Page 1 of 2
Notifications not happening on certain devices
Posted: Thu Jul 30, 2020 5:22 am
by vijilants
Nagios XI - System Info
System
Nagios XI version: 5.7.2
Release info: nms1 3.10.0-957.5.1.el7.x86_64 x86_64
CentOS Linux release 7.6.1810 (Core)
Gnome is not installed
Hi,
Can you please advise...
Yesterday the Nagios screen lit up with a mass of alarms. However there were no email notifications for any of the alarming devices.
Notifications are working and there were email notificatios before and after the event but not for the major event.
I have run notification and state history reports for the times in question and they also confirm that the events occured but no notifications for these specific events.

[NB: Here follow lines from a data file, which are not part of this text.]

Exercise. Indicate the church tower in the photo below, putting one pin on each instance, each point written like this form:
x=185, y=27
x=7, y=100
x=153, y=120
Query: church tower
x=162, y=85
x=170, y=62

This was the first event where there was no notification...
Code: Select all
2020-07-29 13:52:54 CHCCITMWR02 Ping CRITICAL SOFT 1 of 5 CRITICAL - 10.40.2.163: rta nan, lost 100%
Here are two previous alarms dating back to last month which do show that notifications were previously working for this device....
Code: Select all
2020-06-30 17:04:28 CHCCITMWR02 Ping Flapping Stopped No OK operations Nagios XI OK - 10.40.2.163: rta 22.596ms, lost 20%
2020-06-30 16:44:35 CHCCITMWR02 Ping Flapping Started No OK operations Nagios XI OK - 10.40.2.163: rta 22.344ms, lost 60%
If there a way of investigating this as I'm not sure as to what has happened as out of 17 pages of alarms across several devices, no notifications were generated by the system for the time period.
Many Thanks
Re: Notifications not happening on certain devices
Posted: Thu Jul 30, 2020 3:02 pm
by benjaminsmith
Hi vijilants,
Typically it's a configuration or user preference setting. Also, if the host os service is flapping, it will suppress notifications when flap detection is enabled.
Code: Select all
2020-06-30 17:04:28 CHCCITMWR02 Ping Flapping Stopped No OK operations Nagios XI OK - 10.40.2.163: rta 22.596ms, lost 20%
2020-06-30 16:44:35 CHCCITMWR02 Ping Flapping Started No OK operations Nagios XI OK - 10.40.2.163: rta 22.344ms, lost 60
Also, notifications are only sent when the host or service enters a hard non-ok state, so alert would not generate a notification.
Code: Select all
2020-07-29 13:52:54 CHCCITMWR02 Ping CRITICAL SOFT 1 of 5 CRITICAL - 10.40.2.163: rta nan, lost 100%
Was this the case for every Nagios XI user? Make notifications are enabled for the user account.
notifications.png
Then go-to Admin > System Config > Email Settings, and try sending a test email message. Is it received? If not then there's an issue with the email settings. Next, check the configurations following the steps in the guide below.
Nagios XI - Notification Problems
If you are unable to resolve the issue, please send me a system profile and the names of the hosts or services that should have sent the notification.
To send us your system profile.
Login to the Nagios XI GUI using a web browser.
Click the "Admin" > "System Profile" Menu
Click the "Download Profile" button
Save the profile.zip file and share in a private message or upload it to the post/ticket, and then reply to this post to bring it up in the queue.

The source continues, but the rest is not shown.